Taliban militants, who have been fighting the Afghan government and NATO-led troops in Afghanistan, have lashed out at the proposed security accord between Kabul and Washington, vowing to continue jihad
Taliban militants, who have been fighting the Afghan government and NATO-led troops in Afghanistan, have lashed out at the proposed security accord between Kabul and Washington, vowing to continue jihad or holy war till the foreign forces are evicted from the war-ravaged country.
“The invaders and their allies should understand that inking strategic agreement would be accompanied by dire consequences,” Xinhua quoted Taliban’s elusive chief Mullah Mohammad Omar as stating in a message posted on the outfit’s website on the eve of Eid-ul Adha.
The Eid-ul Adha festival will be celebrated by Muslims across the world on Tuesday.
Omar, who has eluded the US’s biggest military manhunt in the region over the past 12 years, in the message also warned that the people of Afghanistan would not accept any strategic agreement even if it got rubber stamped by “a fake Loya Jirga”.
Afghan President Hamid Karzai and US Secretary of State John Kerry, after a 26-hour intense discussion here, announced at a joint press conference Saturday night that differences over inking a security arrangement, known as the Bilateral Security Agreement (BSA), have been narrowed.
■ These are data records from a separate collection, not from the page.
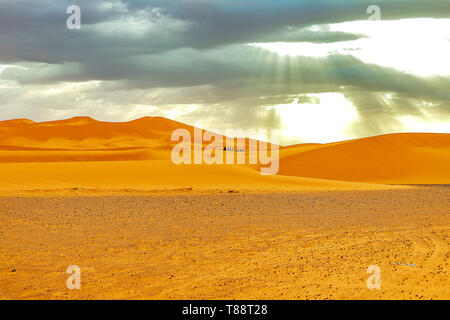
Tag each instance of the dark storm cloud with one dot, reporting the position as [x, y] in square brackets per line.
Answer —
[36, 31]
[166, 53]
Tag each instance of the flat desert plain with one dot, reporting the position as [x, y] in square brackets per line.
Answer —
[106, 197]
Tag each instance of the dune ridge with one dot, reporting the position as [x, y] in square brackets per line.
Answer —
[137, 153]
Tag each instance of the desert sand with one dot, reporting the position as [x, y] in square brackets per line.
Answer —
[106, 196]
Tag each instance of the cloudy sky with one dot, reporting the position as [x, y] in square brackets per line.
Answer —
[318, 70]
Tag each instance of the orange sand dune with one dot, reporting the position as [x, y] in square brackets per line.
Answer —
[409, 158]
[136, 154]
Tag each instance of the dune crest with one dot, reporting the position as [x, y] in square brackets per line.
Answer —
[408, 158]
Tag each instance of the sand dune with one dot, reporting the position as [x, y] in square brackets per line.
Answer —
[136, 155]
[409, 158]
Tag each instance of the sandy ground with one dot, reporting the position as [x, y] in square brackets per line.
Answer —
[312, 245]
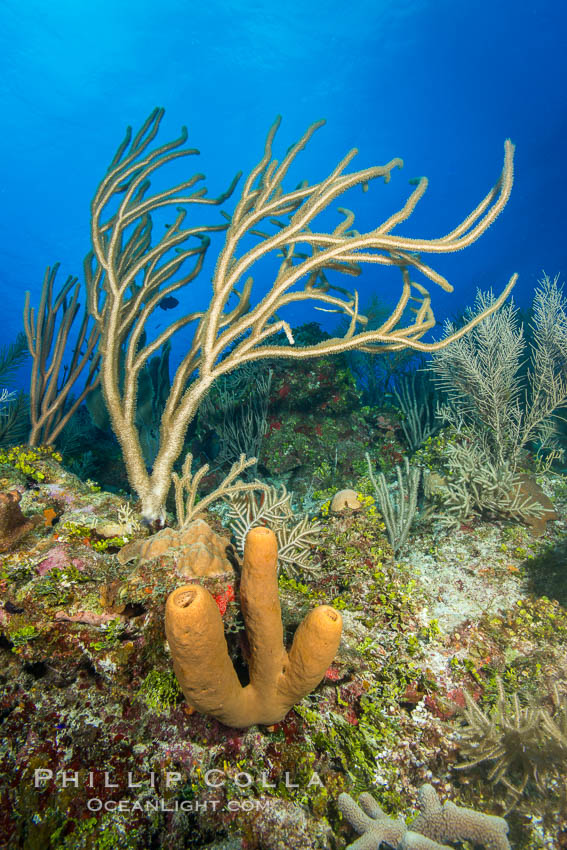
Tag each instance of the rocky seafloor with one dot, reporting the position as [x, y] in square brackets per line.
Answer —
[100, 750]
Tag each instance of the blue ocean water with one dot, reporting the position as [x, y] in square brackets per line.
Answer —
[438, 83]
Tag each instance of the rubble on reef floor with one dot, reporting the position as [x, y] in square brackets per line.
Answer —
[100, 750]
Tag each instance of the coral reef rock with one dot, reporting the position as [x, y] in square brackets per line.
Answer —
[196, 549]
[345, 499]
[13, 523]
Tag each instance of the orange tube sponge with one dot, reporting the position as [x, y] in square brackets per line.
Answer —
[278, 680]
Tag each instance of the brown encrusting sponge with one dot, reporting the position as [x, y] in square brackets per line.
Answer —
[278, 679]
[13, 523]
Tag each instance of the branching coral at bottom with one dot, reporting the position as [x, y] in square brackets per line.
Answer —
[436, 822]
[278, 680]
[524, 743]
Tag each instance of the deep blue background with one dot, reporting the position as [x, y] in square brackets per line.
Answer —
[439, 83]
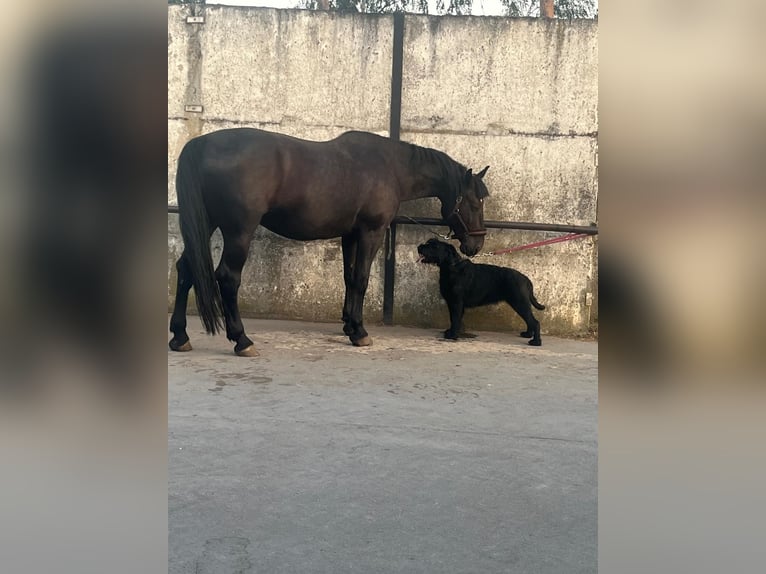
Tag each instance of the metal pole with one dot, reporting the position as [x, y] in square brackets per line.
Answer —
[394, 130]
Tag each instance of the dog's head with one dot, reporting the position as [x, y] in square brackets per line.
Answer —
[435, 252]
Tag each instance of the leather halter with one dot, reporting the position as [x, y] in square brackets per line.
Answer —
[456, 215]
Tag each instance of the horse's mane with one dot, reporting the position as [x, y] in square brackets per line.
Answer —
[441, 167]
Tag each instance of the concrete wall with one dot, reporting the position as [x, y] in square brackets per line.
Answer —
[519, 95]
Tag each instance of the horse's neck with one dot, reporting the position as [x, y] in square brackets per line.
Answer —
[417, 183]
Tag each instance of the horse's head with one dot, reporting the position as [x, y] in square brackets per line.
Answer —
[466, 216]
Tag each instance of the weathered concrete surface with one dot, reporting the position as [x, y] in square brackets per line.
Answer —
[413, 455]
[517, 94]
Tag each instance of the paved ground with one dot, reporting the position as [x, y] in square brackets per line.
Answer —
[415, 455]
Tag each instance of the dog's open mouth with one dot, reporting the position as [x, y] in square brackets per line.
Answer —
[425, 259]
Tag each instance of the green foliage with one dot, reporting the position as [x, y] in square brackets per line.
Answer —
[561, 8]
[456, 7]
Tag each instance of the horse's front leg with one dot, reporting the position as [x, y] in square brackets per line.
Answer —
[367, 246]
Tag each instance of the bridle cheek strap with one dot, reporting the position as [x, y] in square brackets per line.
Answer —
[465, 231]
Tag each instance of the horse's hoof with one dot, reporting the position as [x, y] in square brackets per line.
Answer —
[247, 352]
[174, 346]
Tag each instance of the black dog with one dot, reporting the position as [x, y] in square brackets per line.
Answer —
[464, 284]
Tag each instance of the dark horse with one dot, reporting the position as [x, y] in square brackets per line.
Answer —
[349, 187]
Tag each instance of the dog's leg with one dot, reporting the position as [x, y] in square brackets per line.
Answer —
[533, 325]
[456, 311]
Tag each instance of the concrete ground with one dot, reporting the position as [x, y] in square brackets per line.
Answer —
[414, 455]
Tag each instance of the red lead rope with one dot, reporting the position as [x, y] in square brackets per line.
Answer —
[535, 244]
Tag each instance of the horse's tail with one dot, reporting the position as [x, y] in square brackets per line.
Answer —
[534, 301]
[195, 230]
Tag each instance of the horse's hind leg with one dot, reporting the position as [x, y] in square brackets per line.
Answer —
[180, 340]
[229, 275]
[349, 244]
[368, 245]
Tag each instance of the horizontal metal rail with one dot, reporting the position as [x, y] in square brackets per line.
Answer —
[390, 246]
[490, 224]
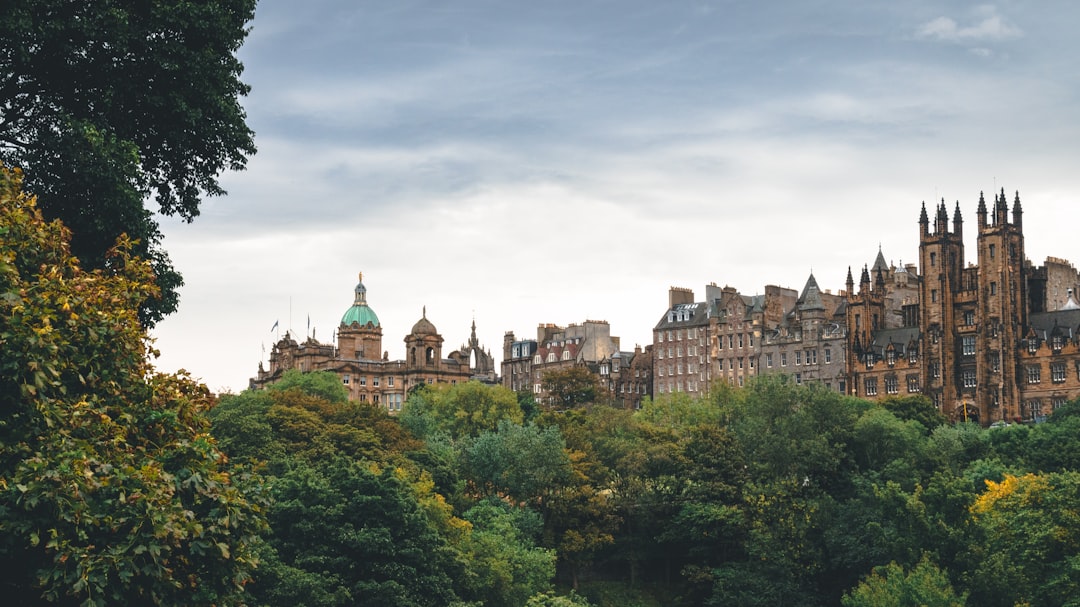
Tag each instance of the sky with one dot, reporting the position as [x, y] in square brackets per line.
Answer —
[518, 163]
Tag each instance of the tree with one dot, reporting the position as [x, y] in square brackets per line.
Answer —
[94, 146]
[460, 409]
[111, 490]
[570, 387]
[925, 585]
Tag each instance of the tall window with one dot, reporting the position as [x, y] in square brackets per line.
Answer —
[1034, 374]
[1057, 373]
[891, 385]
[871, 386]
[968, 342]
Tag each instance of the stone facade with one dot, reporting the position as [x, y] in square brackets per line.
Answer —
[365, 368]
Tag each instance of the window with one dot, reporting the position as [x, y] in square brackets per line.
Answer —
[1057, 373]
[913, 383]
[1034, 374]
[968, 345]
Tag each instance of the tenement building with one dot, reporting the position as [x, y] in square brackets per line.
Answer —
[586, 345]
[991, 340]
[365, 368]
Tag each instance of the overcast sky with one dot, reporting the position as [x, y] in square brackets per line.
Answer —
[556, 161]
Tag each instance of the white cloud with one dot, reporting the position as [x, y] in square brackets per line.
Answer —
[989, 27]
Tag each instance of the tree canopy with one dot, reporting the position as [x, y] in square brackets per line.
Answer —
[104, 104]
[111, 489]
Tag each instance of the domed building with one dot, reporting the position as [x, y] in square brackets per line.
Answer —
[365, 368]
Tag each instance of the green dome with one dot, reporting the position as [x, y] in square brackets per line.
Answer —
[360, 311]
[361, 314]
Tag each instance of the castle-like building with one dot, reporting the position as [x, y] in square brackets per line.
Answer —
[996, 339]
[365, 368]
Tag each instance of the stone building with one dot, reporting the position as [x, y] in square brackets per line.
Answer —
[365, 368]
[810, 341]
[585, 345]
[986, 341]
[680, 342]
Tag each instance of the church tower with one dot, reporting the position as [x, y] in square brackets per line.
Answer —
[1002, 309]
[941, 265]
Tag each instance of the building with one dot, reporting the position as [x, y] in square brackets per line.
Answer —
[365, 368]
[986, 341]
[810, 341]
[555, 348]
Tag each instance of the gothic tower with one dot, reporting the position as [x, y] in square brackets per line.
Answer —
[941, 264]
[1002, 310]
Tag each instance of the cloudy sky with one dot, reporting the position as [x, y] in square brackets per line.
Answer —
[551, 162]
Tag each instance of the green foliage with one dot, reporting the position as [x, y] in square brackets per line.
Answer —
[111, 490]
[460, 409]
[890, 585]
[321, 383]
[507, 565]
[93, 146]
[523, 462]
[916, 408]
[569, 388]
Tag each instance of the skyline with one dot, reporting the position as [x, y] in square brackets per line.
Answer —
[571, 161]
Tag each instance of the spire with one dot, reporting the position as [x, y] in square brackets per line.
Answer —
[1000, 208]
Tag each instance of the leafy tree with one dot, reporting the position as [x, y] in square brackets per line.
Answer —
[460, 409]
[111, 490]
[505, 564]
[524, 462]
[1028, 550]
[925, 585]
[94, 146]
[570, 387]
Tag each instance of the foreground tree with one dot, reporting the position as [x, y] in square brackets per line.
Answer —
[104, 104]
[111, 490]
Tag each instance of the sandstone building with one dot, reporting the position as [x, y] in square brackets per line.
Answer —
[365, 369]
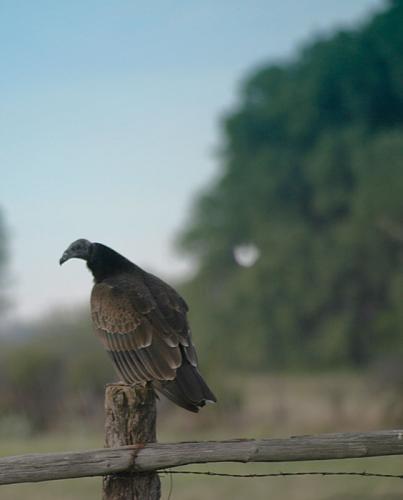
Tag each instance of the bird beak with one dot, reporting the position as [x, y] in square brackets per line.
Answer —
[64, 257]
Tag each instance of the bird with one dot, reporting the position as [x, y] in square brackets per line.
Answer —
[142, 323]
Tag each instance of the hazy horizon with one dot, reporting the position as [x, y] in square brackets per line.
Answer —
[111, 123]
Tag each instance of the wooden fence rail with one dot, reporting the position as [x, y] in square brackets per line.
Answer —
[154, 456]
[131, 459]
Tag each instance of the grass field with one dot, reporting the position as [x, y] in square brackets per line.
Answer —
[266, 407]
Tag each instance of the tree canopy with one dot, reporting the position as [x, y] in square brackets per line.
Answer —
[311, 175]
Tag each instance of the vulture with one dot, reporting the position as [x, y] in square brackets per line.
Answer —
[142, 323]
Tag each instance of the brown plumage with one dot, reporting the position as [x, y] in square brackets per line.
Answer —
[142, 323]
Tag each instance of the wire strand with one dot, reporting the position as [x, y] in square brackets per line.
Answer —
[284, 474]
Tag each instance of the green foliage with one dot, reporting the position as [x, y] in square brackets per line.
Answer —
[311, 175]
[57, 373]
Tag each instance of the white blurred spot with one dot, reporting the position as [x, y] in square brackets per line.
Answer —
[246, 255]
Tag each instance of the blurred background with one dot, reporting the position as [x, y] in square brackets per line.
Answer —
[250, 153]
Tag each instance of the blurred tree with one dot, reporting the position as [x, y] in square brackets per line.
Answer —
[311, 175]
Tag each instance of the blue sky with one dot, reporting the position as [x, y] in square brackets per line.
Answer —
[110, 122]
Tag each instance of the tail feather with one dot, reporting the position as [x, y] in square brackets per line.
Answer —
[188, 389]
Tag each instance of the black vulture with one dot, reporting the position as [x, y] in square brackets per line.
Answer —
[142, 323]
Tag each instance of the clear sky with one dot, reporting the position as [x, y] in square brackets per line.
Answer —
[110, 121]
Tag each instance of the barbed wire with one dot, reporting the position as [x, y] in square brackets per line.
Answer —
[284, 474]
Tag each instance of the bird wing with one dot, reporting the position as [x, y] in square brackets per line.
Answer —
[133, 327]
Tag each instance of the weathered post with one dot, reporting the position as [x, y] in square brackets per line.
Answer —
[130, 417]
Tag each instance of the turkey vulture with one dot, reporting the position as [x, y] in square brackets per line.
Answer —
[142, 323]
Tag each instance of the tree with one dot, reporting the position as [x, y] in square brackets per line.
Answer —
[310, 174]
The Afghan president revealed a couple of weeks ago that he would convene the traditional Loya Jirga or grand assembly of tribal chieftains, notables and government functionaries, probably within a month to take a final decision on the security agreement.
The controversial security accord, if inked, would facilitate the US to keep a limited number of its troops in Afghanistan beyond 2014 when the NATO-led forces would leave the conflict-ridden country.
“No foreign military base is acceptable to Afghans,” Mullah Omar added in his statement, warning that having military bases would intensify armed jihad against foreigners in Afghanistan.
The US reportedly would have nine bases in Afghanistan if the BSA is inked.
In his message, the Taliban leader also denounced the forthcoming presidential and provincial council elections in Afghanistan set for April 5, 2014, as a “drama of occupying forces” and called on Afghans to boycott the electoral process.